Another Mob member, who only wanted to be know as Clevedon, was more critical.
"The police haven't really been helping at all. They're coming out now on sunny days and its been six rainy days, and we ain't seen them for the last three rainy days that we've been out here.
"Our brother could be lying somewhere dead. They chased them into the bush for a car. A car is something they can replace, you know. Our brother's life is not."
Yesterday, friends and whānau of the missing men were asked to stay out of the search area because they risked contaminating the site.
Police said today they had "protocol and criteria" they had to go through in the search.
The officer in charge of the search, Tony Jeurissen, said police were in constant contact with the men's families, and they understood the delicacy and complexity of the situation.
"We've had open communication with the whānau - key members of the whānau we meet twice a day, every day.
"They understand the position, they understand the processes and procedures we are working through."
Mr Jeurissen said this was a highly unusual situation, but rescuers were provided with all the equipment and resources necessary for the job.
Today the police dive squad has been operating in the Tree Truck Gorge Road area.
Senior Sergeant Bruce Adams, the officer in charge of the squad, said two two-man dive teams were being dropped by helicopter at tributaries of the Tongariro River.
"Essentially we're going to be getting in the rivers, getting in the streams and checking all those because you can only see so much from the surface.
"What we'll be looking at is where anyone could fall in, unfortunately. Plus, we'll be looking for any items that may have been discarded by the men."
Mr Adams said his team would be looking to make the most of the benign conditions in the search area today to check as many waterways as possible.
Mr Jeurissen said there had been no thought of calling off the search, which was heading towards its seventh day.
"It is not even a consideration yet.
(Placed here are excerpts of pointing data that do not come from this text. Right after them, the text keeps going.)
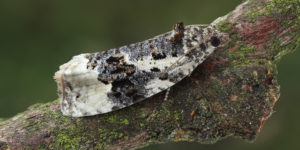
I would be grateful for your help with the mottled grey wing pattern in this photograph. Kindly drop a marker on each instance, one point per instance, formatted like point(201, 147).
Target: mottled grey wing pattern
point(98, 83)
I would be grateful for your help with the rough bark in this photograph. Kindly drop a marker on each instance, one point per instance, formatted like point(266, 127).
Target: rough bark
point(231, 94)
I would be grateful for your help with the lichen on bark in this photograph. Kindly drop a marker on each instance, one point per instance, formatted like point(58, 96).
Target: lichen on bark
point(231, 94)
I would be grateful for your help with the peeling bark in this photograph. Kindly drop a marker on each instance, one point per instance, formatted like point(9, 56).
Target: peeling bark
point(231, 94)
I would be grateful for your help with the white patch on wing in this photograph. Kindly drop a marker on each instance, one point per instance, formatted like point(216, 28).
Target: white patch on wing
point(87, 95)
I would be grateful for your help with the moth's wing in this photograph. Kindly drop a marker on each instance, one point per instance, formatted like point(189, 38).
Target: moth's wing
point(91, 84)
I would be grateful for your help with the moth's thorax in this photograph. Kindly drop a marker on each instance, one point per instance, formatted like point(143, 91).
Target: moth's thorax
point(97, 83)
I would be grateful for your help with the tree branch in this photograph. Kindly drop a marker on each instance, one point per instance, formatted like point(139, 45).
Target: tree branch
point(231, 94)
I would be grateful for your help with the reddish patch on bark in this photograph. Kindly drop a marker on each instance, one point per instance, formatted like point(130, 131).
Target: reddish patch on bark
point(260, 32)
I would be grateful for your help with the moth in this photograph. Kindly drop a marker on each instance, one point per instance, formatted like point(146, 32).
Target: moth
point(97, 83)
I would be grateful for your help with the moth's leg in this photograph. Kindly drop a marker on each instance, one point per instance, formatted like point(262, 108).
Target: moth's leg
point(167, 94)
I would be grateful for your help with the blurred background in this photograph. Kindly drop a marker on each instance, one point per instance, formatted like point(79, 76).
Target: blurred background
point(36, 36)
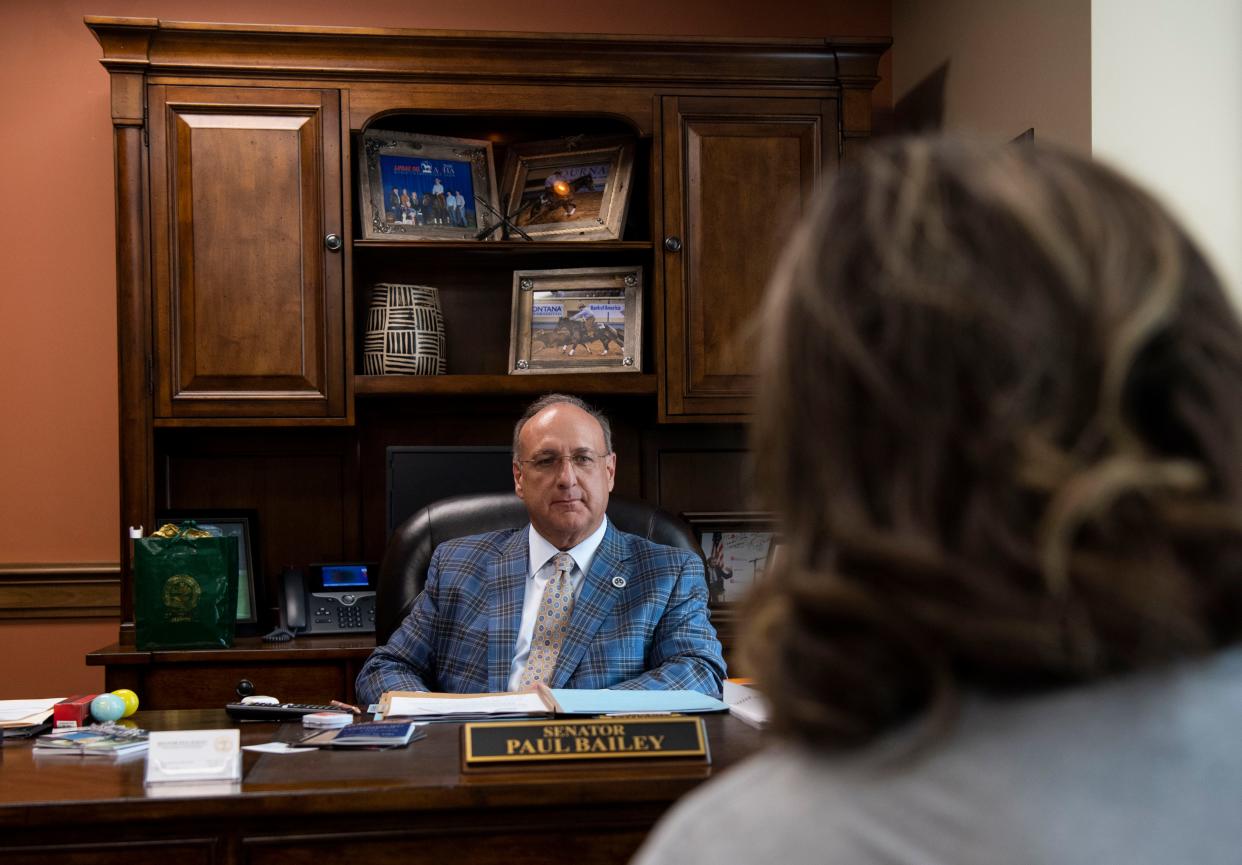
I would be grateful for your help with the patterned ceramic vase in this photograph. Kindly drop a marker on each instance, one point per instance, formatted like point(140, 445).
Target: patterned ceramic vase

There's a protocol and criteria we have to go through and while we're still finding things and still got things to do, we aren't able to suspend the search."
Mr Jeurissen said police were confident search teams would be able to return the men to their whānau.
Clothing and shoes belonging to the two men were found earlier in the week, and the police said they were worried the men would be hypothermic and delirious.
Mr Jeurissen acknowledged the assistance provided by representatives of Ngāti Tūwharetoa, who had supported searchers and the missing men's families throughout the week.